PARIS (Reuters) - One of France's most senior Catholic clerics on Tuesday denied having covered up acts of paedophilia, his second denial in two weeks, after Prime Minister Manuel Valls demanded that he take responsibility for the situation.
Cardinal Philippe Barbarin's initial denial came in a statement on March 4 after news that the Lyon prosecutor's office had opened an inquiry into complaints made against him and five other people.
The prosecutor is investigating whether charges of failure to denounce a crime and endangering the lives of others could be made in the context of a paedophilia investigation involving 70-year-old priest Bernard Preynat.
Preynat has been under investigation since January over allegations of sexual abuse of children between 1986 and 1991.
"Never, never, never have I covered up the least paedophile act," the Archbishop of Lyon, Cardinal Philippe Barbarin, said at a news conference in the southern French town of Lourdes where he was attending a twice-yearly meeting of bishops.

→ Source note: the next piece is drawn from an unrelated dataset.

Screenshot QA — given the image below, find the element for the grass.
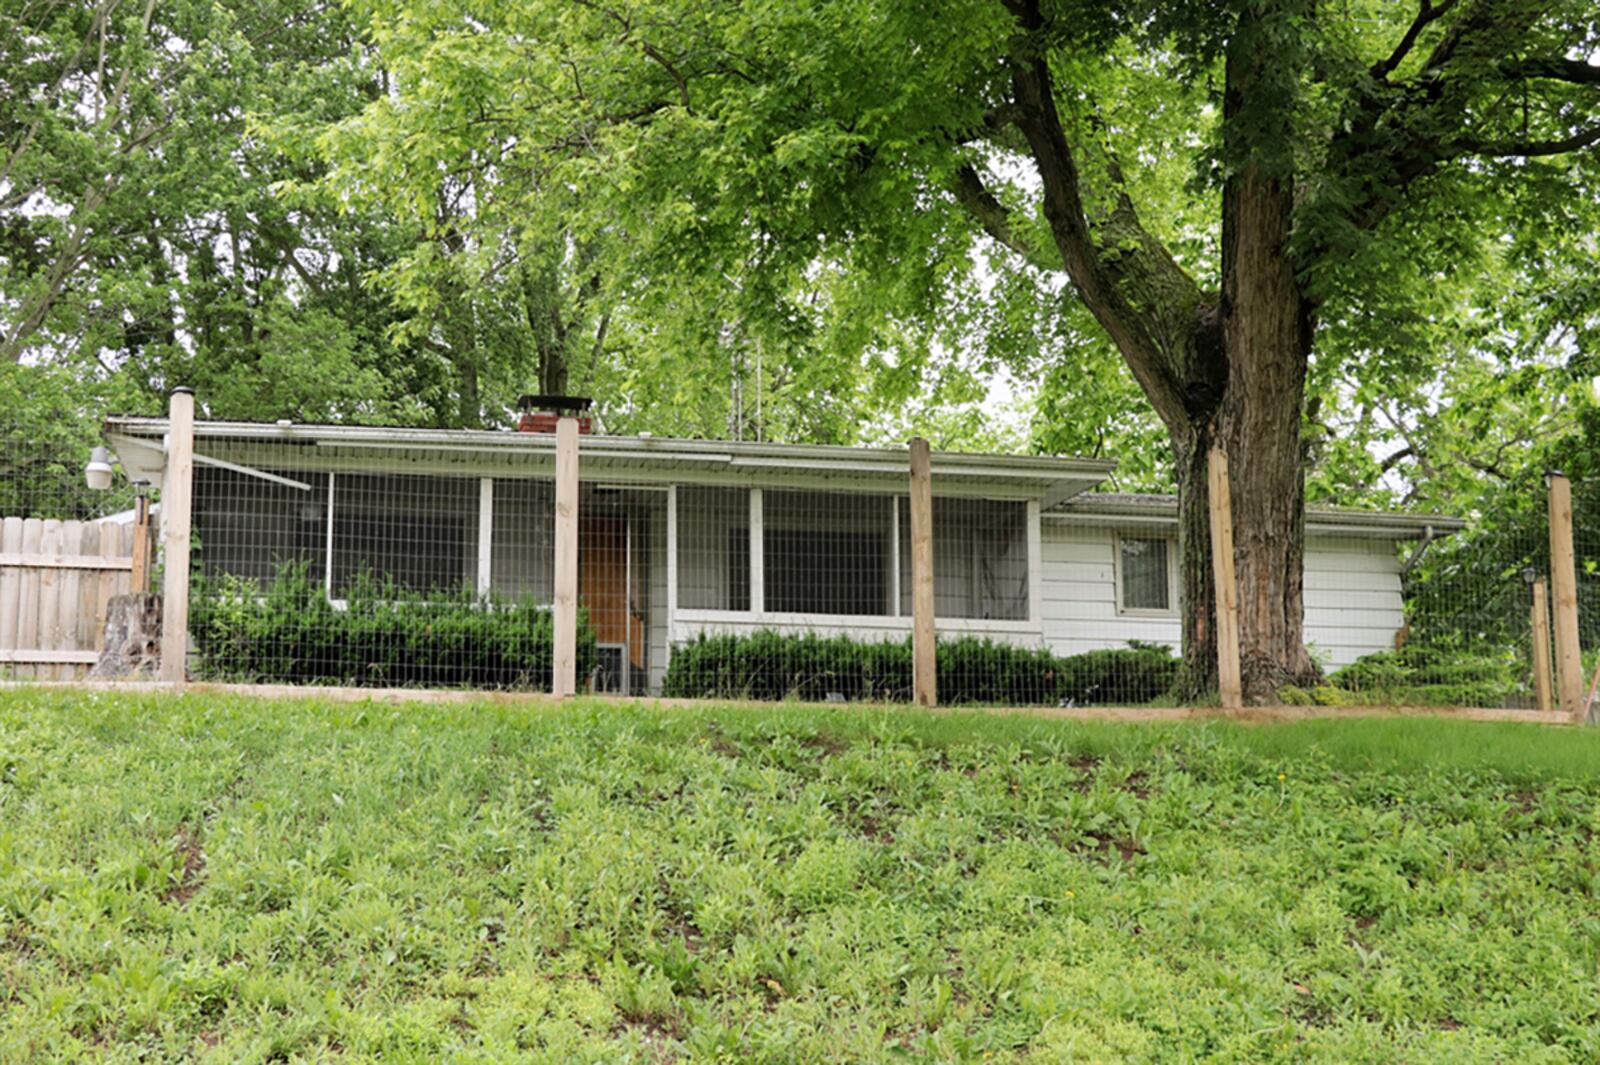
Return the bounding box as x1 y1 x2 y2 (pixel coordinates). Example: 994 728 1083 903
2 690 1599 1062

Speaking on RMC Radio, Valls stopped short of calling for Barbarin's resignation but said he needed to "assume his responsibilities" and that "action as well as words" was required.
Sexual abuse of children by Roman Catholic priests first made the headlines in 2002, showing that U.S. bishops moved abusers from parish to parish instead of defrocking them. Similar scandals have since been discovered around the world and tens of millions of dollars have been paid in compensation.
Polls show that about half of French people consider themselves Catholic, even though only about 15 percent of those or less consider themselves practising Catholics or attend mass.